Which belief should we believe? Or more to the point, how many times can someone be wrong and still be taken seriously? To be fair, Lieberman didn't base everything on gut instinct. He talked to military people in Iraq and they assured him that they wanted more troops. Particularly touching was the anonymous plea Lieberman said he received to "finish the fight." It's too bad he didn't take the time to talk to people who were willing to give their names. People like Spc. Don Roberts, who said:
I don't know what could help at this point. What would more guys do? We can't pick sides. It's almost like we have to watch them kill each other, then ask questions.
Or Sgt. Josh Keim:
Nothing's going to help. It's a religious war, and we're caught in the middle of it. It's hard to be somewhere where there's no mission and we just drive around.

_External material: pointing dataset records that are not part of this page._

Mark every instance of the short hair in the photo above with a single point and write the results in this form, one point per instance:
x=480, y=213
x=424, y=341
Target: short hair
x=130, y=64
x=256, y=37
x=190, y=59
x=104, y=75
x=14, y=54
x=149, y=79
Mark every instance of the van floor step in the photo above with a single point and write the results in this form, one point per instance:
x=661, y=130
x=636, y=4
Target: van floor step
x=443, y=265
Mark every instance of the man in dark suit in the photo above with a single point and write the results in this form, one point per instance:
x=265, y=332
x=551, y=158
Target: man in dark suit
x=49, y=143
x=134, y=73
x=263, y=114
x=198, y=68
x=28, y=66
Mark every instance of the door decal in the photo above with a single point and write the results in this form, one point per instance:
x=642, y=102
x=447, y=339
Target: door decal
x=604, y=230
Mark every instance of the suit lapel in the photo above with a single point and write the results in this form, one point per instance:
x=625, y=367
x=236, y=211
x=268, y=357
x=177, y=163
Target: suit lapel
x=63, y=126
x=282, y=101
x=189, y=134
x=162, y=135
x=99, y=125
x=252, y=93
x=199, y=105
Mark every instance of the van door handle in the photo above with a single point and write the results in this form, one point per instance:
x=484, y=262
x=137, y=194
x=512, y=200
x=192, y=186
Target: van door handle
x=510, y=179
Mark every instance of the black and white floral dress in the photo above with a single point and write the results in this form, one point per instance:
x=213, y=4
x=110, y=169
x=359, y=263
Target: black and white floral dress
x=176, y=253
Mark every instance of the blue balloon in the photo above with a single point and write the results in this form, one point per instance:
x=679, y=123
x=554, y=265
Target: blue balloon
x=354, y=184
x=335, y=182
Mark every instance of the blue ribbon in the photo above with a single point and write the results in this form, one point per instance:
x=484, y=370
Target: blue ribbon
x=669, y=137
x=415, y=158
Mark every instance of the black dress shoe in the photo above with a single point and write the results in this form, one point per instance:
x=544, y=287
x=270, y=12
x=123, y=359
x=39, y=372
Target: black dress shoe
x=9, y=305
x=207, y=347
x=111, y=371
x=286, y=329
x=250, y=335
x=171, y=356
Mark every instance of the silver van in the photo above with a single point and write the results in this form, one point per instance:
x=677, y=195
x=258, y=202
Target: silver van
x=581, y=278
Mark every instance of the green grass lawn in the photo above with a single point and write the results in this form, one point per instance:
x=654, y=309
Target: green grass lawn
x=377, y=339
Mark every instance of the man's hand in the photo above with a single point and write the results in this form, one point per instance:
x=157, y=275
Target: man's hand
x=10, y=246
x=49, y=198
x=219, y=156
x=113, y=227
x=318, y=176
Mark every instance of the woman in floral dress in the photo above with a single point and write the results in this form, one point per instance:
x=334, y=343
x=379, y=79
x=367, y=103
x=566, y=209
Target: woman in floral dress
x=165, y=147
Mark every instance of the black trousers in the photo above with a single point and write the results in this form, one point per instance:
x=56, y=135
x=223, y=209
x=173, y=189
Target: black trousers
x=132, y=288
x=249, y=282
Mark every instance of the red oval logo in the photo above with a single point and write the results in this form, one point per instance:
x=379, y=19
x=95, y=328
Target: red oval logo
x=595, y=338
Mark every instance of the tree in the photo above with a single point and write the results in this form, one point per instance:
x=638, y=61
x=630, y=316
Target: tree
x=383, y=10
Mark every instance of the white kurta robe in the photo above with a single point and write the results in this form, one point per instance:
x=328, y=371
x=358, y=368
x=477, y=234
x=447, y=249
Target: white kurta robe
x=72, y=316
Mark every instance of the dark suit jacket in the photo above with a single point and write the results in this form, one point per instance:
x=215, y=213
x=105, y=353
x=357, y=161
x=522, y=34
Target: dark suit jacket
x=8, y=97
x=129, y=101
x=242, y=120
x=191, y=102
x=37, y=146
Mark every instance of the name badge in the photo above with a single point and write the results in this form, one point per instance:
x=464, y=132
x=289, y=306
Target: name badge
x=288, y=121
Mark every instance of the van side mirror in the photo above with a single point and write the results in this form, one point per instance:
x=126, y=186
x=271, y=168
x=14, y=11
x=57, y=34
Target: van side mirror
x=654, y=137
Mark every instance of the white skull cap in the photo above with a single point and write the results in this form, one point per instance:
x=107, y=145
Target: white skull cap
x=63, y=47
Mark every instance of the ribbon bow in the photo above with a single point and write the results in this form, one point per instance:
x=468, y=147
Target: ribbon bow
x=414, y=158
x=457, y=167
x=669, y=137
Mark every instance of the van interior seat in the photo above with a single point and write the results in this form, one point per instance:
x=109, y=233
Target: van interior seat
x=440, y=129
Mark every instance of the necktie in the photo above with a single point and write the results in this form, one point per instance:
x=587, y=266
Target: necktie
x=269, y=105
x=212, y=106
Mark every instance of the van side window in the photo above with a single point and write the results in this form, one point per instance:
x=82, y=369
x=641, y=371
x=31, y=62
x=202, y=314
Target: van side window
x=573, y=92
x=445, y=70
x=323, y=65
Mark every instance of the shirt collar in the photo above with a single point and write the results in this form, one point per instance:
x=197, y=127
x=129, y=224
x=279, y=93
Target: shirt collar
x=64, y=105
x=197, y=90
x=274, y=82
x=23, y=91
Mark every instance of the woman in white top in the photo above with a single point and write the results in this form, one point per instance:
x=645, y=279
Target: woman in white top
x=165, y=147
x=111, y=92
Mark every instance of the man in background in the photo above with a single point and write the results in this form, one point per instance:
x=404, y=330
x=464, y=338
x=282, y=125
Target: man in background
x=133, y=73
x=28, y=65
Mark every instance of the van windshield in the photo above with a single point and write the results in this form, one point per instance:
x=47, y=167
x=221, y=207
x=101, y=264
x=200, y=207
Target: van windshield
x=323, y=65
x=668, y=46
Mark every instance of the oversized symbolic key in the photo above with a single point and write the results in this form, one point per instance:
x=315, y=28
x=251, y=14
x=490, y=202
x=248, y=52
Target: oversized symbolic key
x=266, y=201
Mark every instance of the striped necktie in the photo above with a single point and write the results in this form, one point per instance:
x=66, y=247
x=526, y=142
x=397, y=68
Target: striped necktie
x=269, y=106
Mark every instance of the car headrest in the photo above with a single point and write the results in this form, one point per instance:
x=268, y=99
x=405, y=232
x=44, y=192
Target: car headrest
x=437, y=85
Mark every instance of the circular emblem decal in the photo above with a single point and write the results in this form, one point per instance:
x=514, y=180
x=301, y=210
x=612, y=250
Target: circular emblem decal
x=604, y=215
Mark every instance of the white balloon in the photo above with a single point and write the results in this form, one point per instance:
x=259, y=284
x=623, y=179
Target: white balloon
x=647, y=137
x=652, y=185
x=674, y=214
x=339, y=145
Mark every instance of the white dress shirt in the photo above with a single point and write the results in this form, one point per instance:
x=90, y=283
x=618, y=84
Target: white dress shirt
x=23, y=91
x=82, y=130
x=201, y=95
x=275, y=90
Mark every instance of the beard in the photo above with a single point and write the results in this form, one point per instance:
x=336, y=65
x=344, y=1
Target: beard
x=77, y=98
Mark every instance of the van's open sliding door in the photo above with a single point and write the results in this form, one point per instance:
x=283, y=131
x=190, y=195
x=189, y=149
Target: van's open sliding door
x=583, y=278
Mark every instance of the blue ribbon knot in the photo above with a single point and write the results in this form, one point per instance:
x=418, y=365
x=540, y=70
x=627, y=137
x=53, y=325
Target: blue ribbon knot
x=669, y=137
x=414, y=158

But hey, what do they know? They probably don't believe strongly enough. Lieberman says:
In nearly four years of war, there have never been sufficient troops dispatched to accomplish our vital mission. The troop surge should be militarily meaningful in size, with a clearly defined mission.
Like the one he described last November?
Does America have a good plan for doing this, a strategy for victory in Iraq? Yes we do.
It seems that sufficient troop strength would have been a part of a good plan and strategy for victory, doesn't it? Was he lying then or is he dissembling now?
Lieberman finishes by saying:
Rather than engaging in hand-wringing, carping or calls for withdrawal, we must summon the vision, will and courage to take the difficult and decisive steps needed for success and, yes, victory in Iraq.
In other words, instead of facing reality and listening to what the American people want, we must continue and escalate the disastrous course in Iraq that we've followed for nearly four years. And somehow you know that this is something that Joe Lieberman strongly believes.